You have now set limits for your package versions, and if you should type up in the package manger the next time you will only get bugfixes for the installed packages, but nothing that could brake your current code.

Your Project.toml file should now look like this:

 ufechner@desktop:~/repos/my_project$ cat Project.toml
[deps]
DataFrames = "a93c6f00-e57d-5684-b7b6-d8193f3e46c0"
Plots = "91a5bcdd-55d7-5caf-9e0b-520d859cae80"

[compat]
DataFrames = "~1.3"
Plots = "~1.31"
julia = "~1.8"

If you have a Julia version older than 1.8 you can also just edit the file Project.toml manually with your preferred editor to add the compat section. If your code was tested with multiple package or Julia versions, you can create a list, for example:

 [compat]
 julia = "~1.6,~1.7,~1.8"

Further reading

If you want to understand the meaning of the semantic versioning that is used by Julia packages, please read the section Compatibility in the documentation of the package manager.

Outlook

If you want to create re-usable packages that you want to use in multiple programs/ projects consider to create real Julia packages. This is a little bit more complicated, but it has the advantage of automated unit tests and easy installation for yourself and others. I will talk about that in one of my future blog posts.

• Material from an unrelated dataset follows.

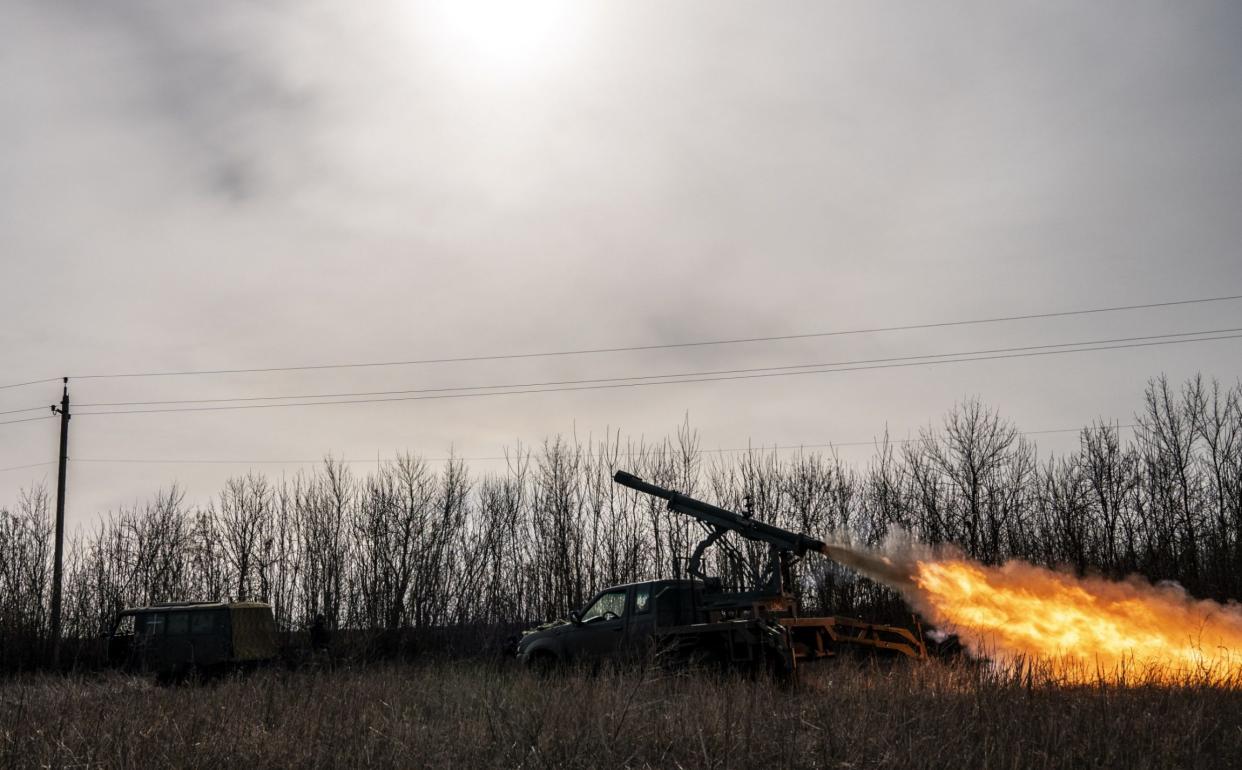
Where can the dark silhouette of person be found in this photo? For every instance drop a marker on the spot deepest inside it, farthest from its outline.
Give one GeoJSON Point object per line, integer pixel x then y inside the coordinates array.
{"type": "Point", "coordinates": [319, 634]}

[1] You can assign a value with a different type to global variables. As a result Julia has to generate more generic code that is valid for potentially all types which is bad for the performance. From Julia 1.8 onwards you can annotate global variables with a concrete type, e.g. NUMBER::Int64. In this case the performance is better, but still not as good as it is for local variables.